Add Upstream to a crowded field of e-zines making their debut in 2010.
I liken the ezine conundrum to the current political spectrum, where Republicans and Democrats try to distance each other from the opposition, the administration, and their own party.
As each new magazine throws down their own unique brand, free of tired articles about indicator fishing, and espousing the “journey”, the “experience”, or “we’re not your Dad’s hobby” – I find the distinction losing a bit of allure.
It’s fly fishing that brought you to the dance, and I’d always assumed you should leave with those that brought you …
Numerous straw polls and statistics suggest the influx of new blood has been on a steady wane – and us current practitioners are growing older, wiser, and accumulating skills. We’re no longer the fresh faced novitiates who are struggling with wind knots and trying to makes sense of it all, and our impatience with the “same old articles” may stem from fluency with the technique – and having read six or eight already.
The existing print media takes considerable heat from nearly everyone, much of it well deserved, but I wonder whether they are the root of our dissatisfaction, or merely we’ve changed and are impatiently waiting for the literature to catch up.
Like you I read them all, yet have trouble verbalizing what I’d like to see – what prose or topic would make one magazine head and shoulders above the others and engage me completely.
The picture-based magazines ooze stunning photography and make me yearn to take better pictures, the “Red Bull” magazines make me wish I could chug an energy drink without making faces, and the “journey” magazines get me all maudlin then jar me with an ad for the technical clothing needed to fish bacon rind.
As fishing is such an individualistic exercise, what’s lacking is liable to be quite different from one reader to the next, but I’m still not seeing what I think I’m looking for …
I may be yearning for lost youth, where the mention of puce baboon bottom would send me in a frantic search to secure some, or that new knot that would fix all my monofilament ills, or new creek packed with giant voracious fish that I’d ignored enroute to some place further.
Older and wiser I recognize that fellow in the fog and half light would be the same fellow cursing me for low holing his pool, and the photographs are appreciated but skimmed quickly. The “Red Bull” crowd gives me the impression they discard their empties on the beach – while disappearing in a cloud of sand and hamburger wrappers. They’re skimmed and put to rest as quickly. The “journey” and “feelgood” attempts all feel good, until the advertising intrudes – and part of my journey includes a “tactical” shooting head and the “experience” of paying off a high priced venue or higher priced rod.

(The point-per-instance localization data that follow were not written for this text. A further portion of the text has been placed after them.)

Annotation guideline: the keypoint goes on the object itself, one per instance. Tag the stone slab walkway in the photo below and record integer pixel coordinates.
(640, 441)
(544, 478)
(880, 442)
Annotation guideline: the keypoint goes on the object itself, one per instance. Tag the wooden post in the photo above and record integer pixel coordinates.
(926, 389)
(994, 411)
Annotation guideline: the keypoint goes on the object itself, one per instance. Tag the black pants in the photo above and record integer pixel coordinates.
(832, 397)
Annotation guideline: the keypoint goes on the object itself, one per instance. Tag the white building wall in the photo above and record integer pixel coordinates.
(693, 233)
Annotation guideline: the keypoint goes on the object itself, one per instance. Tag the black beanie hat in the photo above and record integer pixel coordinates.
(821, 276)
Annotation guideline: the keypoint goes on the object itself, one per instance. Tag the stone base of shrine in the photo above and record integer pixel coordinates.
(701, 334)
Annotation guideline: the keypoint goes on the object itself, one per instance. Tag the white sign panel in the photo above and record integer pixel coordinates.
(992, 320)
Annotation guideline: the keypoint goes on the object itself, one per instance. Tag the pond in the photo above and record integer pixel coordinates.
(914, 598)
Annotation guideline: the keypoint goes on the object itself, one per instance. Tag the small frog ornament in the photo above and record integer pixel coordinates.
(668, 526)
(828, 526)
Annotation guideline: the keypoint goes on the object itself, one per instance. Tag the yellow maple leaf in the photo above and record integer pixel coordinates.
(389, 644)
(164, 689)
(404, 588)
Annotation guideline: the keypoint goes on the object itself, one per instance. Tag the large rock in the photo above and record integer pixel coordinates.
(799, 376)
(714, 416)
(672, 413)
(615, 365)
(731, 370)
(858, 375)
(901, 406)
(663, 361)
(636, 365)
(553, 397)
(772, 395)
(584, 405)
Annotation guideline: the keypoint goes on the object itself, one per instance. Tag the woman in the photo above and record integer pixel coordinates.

We want to feel your experience through your unique professional approach. If you’ve got a garden variety fly fishing story – we are not interested.
I suppose that once the graphite rod crossed the thousand dollar barrier, we were forced out of our hobby to join other pastimes whose professionalism includes the tools to ply our craft, and also the uniform – the accoutrements of social station.
Like golf being synonymous with double knits and headless hats … er … visors.
I welcome each new entrant into my reading itinerary, there’s plenty of lunch hours and ample time to digest each attentively, but I’m still unsatisfied, struggling with what’s missing and it may be nothing at all.
Cigars, food, dancing, Patagonia, what’s not to like?